The hilarious part is: When I was eating my hard-boiled egg the day before I learned only 5% of Mothers have to be put under to deliver their babies. I’m the 5%.
And then I woke up.
I woke up in a haze that lasted weeks. I found myself questioning whether the boy I held in my arms was the same boy I sung to in utero. I wasn’t there when he came out, so how could I know for sure? I wondered if I really loved him, the way I was supposed to.
I cried for weeks about everything and anything but it was beyond weepy. I was overwhelmed. Tired. Confused. Exhausted. And sad.
I thought things I didn’t want to think. I questioned everything like, is this baby even the same baby or was he switched out when I was asleep? Do I even love him? I wanted desperately to go back to my old life. I wanted wholeheartedly to feel like a Mom, like I knew for an instant what I was doing.
I refused to consider that I was depressed. The words postpartum depression signified feelings of failure and weaknesses. I refused to put myself in that category.
Dawn.
Things changed when I started to acknowledge my feelings. As they were, real and mine, and started to recognize that I’m on the right path, just not the easy path.
Everything changed when I started talking about my feelings and I learned, gasp — many women felt the same way I felt. I was not alone. A seemingly trivial revelation.

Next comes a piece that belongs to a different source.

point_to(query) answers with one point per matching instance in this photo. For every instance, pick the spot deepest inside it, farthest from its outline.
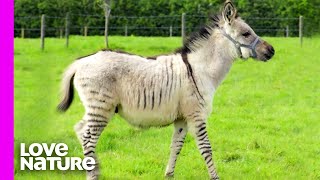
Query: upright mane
(202, 34)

I anchored myself to other women’s stories. My Mom kept telling me that it takes time to get to know a baby and that everything I felt was normal. My friend told me about how she wanted to toss her baby out of a window. Another friend told me that she thought her baby was ugly when they first met. I clung to my Mother’s words: She said, “this too shall pass.”
Honouring my experience was pivotal in finding my way back to happiness and health. I had to find the courage to trust the path I was on, despite how scary it was. I had to honour what was lost and be brave anyway.
I got to know my baby day by day. Believing in John Lennon’s late words, “every day it gets better and better” and it did.
If you know someone struggling with postpartum talk to a friend or visit postpartum.org.